Home health agency owner sentenced to more than six years in Medicare fraud and identity theft scheme
US Attorney's Office, Southern District of Texas, August 28, 2025
HOUSTON – A 64-year-old man has been ordered to federal prison after his conviction on all counts as charged for leading a Medicare fraud scheme involving the submission of falsified medical records, announced U.S. Attorney Nicholas J. Ganjei.
The jury deliberated for less than two hours following a three-day trial before finding Paul Njoku guilty May 21.
U.S. District Judge Alfred H. Bennett has now ordered Njoku to serve 75 months in federal prison to be immediately followed by two years of supervised release. In handing down the sentence, the court noted his familiarity with the evidence and noted Njoku’s aggravating role in the fraud conspiracy.
Njoku owned and operated a home health care agency called Opnet Health Care Services Inc. doing business as P & P Health Care Services. Njoku was the owner and CEO.
The jury heard testimony from witnesses that Njoku, or others working at his direction, forged signatures of doctors and nurses. Specifically, Njoku and others cut out old signatures and taped them onto newly created doctors’ orders, nursing notes and nursing assessments. Medicare required home health agencies to maintain these documents to obtain payment for providing home health services. Njoku then submitted the falsified records in response to a request for records from Medicare.

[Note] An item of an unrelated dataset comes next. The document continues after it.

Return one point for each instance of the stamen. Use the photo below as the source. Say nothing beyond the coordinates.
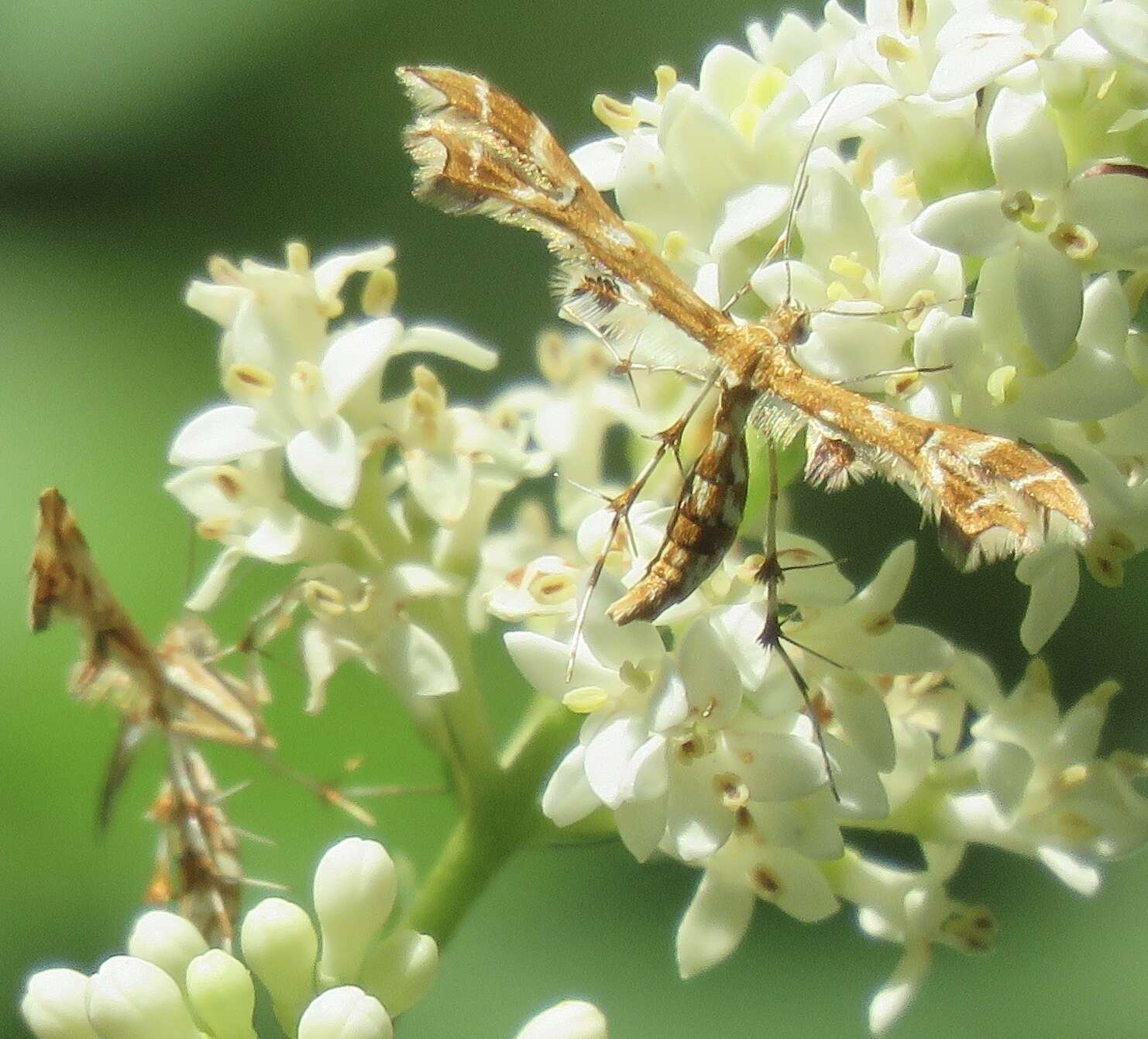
(616, 115)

The jury also heard about a registered nurse who had departed Opnet in 2017. Njoku continued using her signature on nursing notes and assessments—including records which had to be signed by a registered nurse—in 2018 and 2019 without her knowledge or consent.

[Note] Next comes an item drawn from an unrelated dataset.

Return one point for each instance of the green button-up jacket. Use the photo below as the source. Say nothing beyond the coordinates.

A witness also testified that Njoku bribed a doctor in exchange for approving home health services.
From 2015 to 2019, Opnet billed Medicare over $400,000 in claims for home health services and received over $360,000. Opnet did not maintain the required documentation for many of them and later falsified records to support the claims.
During the trial, a representative testified that Medicare would not have paid these claims had Medicare known there was no documentation or that they were based on falsified records.

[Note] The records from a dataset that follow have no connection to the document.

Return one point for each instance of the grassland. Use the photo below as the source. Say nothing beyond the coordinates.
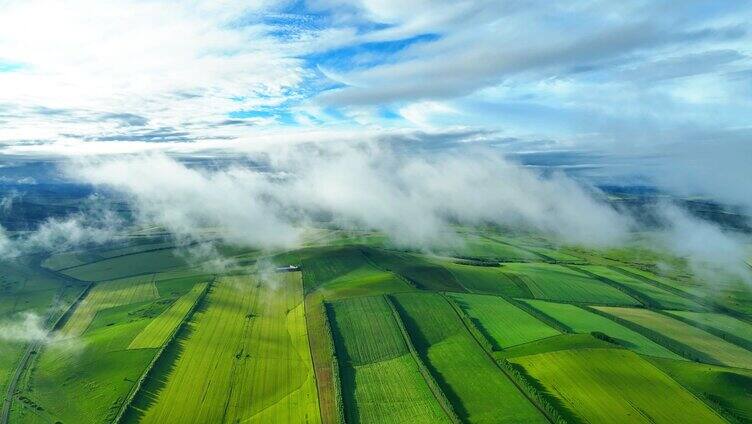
(245, 357)
(555, 282)
(504, 324)
(346, 271)
(86, 370)
(724, 353)
(324, 360)
(158, 331)
(487, 279)
(614, 386)
(728, 390)
(720, 323)
(127, 266)
(418, 271)
(656, 296)
(108, 295)
(582, 321)
(86, 378)
(479, 391)
(381, 382)
(29, 295)
(486, 248)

The defense attempted to blame another person for the fraud. The jury did not believe those claims and found Njoku guilty as charged.
Njoku was permitted to remain on bond and voluntarily surrender to a Federal Bureau of Prisons facility to be determined in the near future.
The FBI, Department of Health and Human Services-Office of the Inspector General and Texas Attorney General’s Medicaid Fraud Control Unit conducted the investigation. Assistant U.S. Attorneys Christian Latham and Kathryn Olson are prosecuting the case.